En procura de este objetivo procesal formula un solo cargo por la vía indirecta en el cual acusa a la sentencia de aplicar indebidamente los artículos 1º, 11 y 17, literal a), de la Ley 6a. de 1945; 2º, 3º, 30, 31, 32, 33, 34, 37, 40, 43, 44, 47 y 51 del Decreto 2127 de 1945; 2º de la Ley 64 de 1946; 1º del Decreto 2567 de 1946; 17 del Decreto 1045 de 1978; 47 y 48 del Decreto 1848 de 1969, artículos 3º, 4º, 481 y 492 del Código Sustantivo del Trabajo, "en relación con los 4, 5, 8, y 38 de la Ley 153 de 1987, arts. 1602, 1603, 1618, 1619, 1620, 1621, 1622 y 1624 del Código Civil" (folio 48).

Según el recurrente, la violación de la ley sustancial se produjo a causa de los evidentes errores de hecho que a continuación se transcriben: "1.) Dar por demostrado sin estarlo que la liquidación efectuada por el IFI del último quinquenio proporcional al que tenía derecho el actor, no se ajustó a la normatividad que consagra dicho beneficio.

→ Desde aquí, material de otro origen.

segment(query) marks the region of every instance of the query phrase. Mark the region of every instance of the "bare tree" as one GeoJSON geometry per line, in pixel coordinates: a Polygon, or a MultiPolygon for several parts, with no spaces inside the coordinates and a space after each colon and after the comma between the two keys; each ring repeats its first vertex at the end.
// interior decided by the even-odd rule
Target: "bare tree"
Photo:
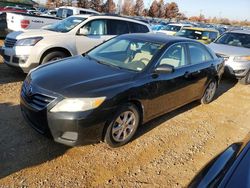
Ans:
{"type": "Polygon", "coordinates": [[[159,6],[156,0],[154,0],[153,3],[151,4],[150,9],[148,11],[148,15],[151,17],[158,17],[159,6]]]}
{"type": "Polygon", "coordinates": [[[89,8],[96,10],[98,12],[102,11],[103,2],[101,0],[91,0],[89,2],[89,8]]]}
{"type": "Polygon", "coordinates": [[[122,6],[122,14],[133,16],[134,15],[134,3],[133,0],[126,0],[122,6]]]}
{"type": "Polygon", "coordinates": [[[165,4],[164,4],[164,0],[160,0],[158,2],[158,7],[159,7],[158,17],[159,18],[164,18],[165,17],[165,4]]]}
{"type": "Polygon", "coordinates": [[[88,0],[78,0],[78,7],[89,8],[88,0]]]}
{"type": "Polygon", "coordinates": [[[143,3],[143,0],[136,0],[135,8],[134,8],[134,14],[135,14],[136,16],[141,16],[143,10],[144,10],[144,3],[143,3]]]}

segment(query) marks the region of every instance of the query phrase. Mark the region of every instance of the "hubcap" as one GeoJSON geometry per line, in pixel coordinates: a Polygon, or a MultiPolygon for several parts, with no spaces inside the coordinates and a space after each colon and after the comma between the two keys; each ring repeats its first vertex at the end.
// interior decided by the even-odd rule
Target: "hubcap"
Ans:
{"type": "Polygon", "coordinates": [[[214,82],[211,82],[206,90],[206,100],[210,101],[214,97],[216,90],[216,84],[214,82]]]}
{"type": "Polygon", "coordinates": [[[121,113],[115,120],[112,127],[112,137],[116,142],[126,140],[136,126],[135,114],[131,111],[121,113]]]}
{"type": "Polygon", "coordinates": [[[56,61],[56,60],[59,60],[59,59],[62,59],[62,58],[61,57],[53,57],[53,58],[51,58],[50,61],[56,61]]]}

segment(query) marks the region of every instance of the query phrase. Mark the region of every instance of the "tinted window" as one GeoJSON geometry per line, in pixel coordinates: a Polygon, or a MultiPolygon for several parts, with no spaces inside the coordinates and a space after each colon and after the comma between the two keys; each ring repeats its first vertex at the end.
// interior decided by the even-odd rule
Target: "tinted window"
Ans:
{"type": "Polygon", "coordinates": [[[149,64],[154,55],[163,47],[163,44],[153,43],[132,38],[114,38],[91,50],[87,56],[99,63],[140,72],[149,64]],[[126,50],[116,56],[115,48],[122,45],[126,50]],[[109,49],[109,50],[107,50],[109,49]]]}
{"type": "Polygon", "coordinates": [[[44,29],[56,32],[66,33],[71,29],[75,28],[78,24],[82,23],[85,18],[81,17],[69,17],[59,22],[55,22],[52,25],[45,27],[44,29]]]}
{"type": "Polygon", "coordinates": [[[212,60],[211,54],[200,44],[188,44],[191,64],[212,60]]]}
{"type": "Polygon", "coordinates": [[[160,65],[168,64],[176,67],[186,65],[185,47],[183,44],[176,44],[167,49],[160,60],[160,65]]]}
{"type": "Polygon", "coordinates": [[[215,43],[250,48],[250,35],[243,33],[225,33],[218,38],[215,43]]]}
{"type": "Polygon", "coordinates": [[[72,15],[73,15],[73,10],[66,9],[66,8],[58,9],[57,14],[56,14],[56,16],[59,18],[67,18],[72,15]]]}
{"type": "Polygon", "coordinates": [[[138,23],[129,22],[129,28],[131,33],[147,33],[148,27],[138,23]]]}
{"type": "Polygon", "coordinates": [[[94,20],[83,26],[88,31],[88,35],[107,35],[107,21],[94,20]]]}
{"type": "Polygon", "coordinates": [[[128,23],[126,21],[121,20],[109,20],[110,35],[122,35],[129,33],[128,23]]]}

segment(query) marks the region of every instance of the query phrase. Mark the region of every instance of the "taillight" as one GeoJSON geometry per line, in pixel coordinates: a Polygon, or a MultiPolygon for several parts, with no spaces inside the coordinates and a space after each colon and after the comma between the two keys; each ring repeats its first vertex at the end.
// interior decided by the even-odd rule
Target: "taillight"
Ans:
{"type": "Polygon", "coordinates": [[[30,24],[29,20],[21,20],[21,28],[26,29],[30,24]]]}

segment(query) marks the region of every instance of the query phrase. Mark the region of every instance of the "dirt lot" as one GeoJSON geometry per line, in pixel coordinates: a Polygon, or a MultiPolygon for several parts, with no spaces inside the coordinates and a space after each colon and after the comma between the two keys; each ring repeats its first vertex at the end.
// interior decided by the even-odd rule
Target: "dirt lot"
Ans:
{"type": "Polygon", "coordinates": [[[184,187],[250,130],[250,86],[225,79],[214,102],[194,102],[157,118],[124,147],[68,148],[37,134],[22,118],[24,77],[0,63],[0,187],[184,187]]]}

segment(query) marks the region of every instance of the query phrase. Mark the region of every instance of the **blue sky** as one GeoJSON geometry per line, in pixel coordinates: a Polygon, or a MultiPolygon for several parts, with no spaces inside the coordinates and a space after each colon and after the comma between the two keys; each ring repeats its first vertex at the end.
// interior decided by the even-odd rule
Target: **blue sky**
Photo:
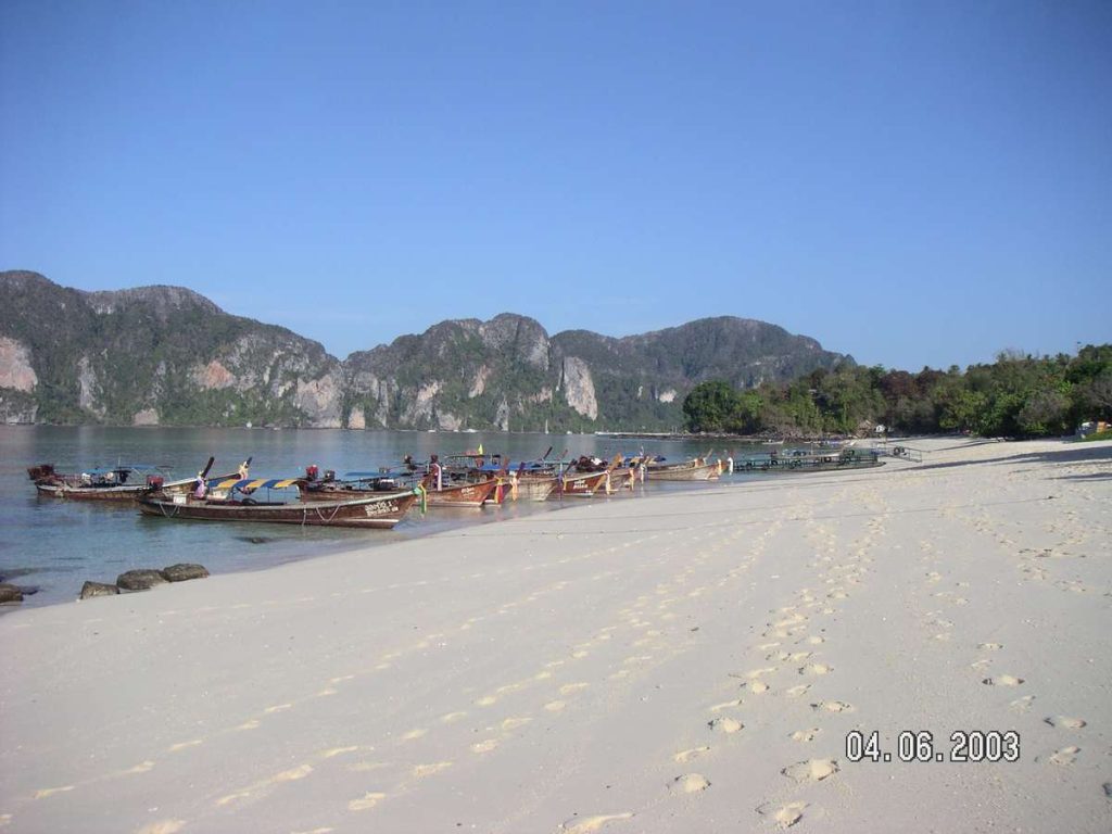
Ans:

"2.) No dar por demostrado contra la evidencia que el IFI canceló la totalidad del quinquenio adeudado al actor a la finalización de su contrato de trabajo en estricto cumplimiento a las disposiciones legales y contractuales que consagran este beneficio. "3.) Dar por demostrado sin estarlo que el IFI no se ajustó a la disposición contenida en el acta No. 1034 de la Junta Directiva del Instituto para cancelar la bonificación semestral adeudada al actor y que por lo tanto era procedente su reajuste.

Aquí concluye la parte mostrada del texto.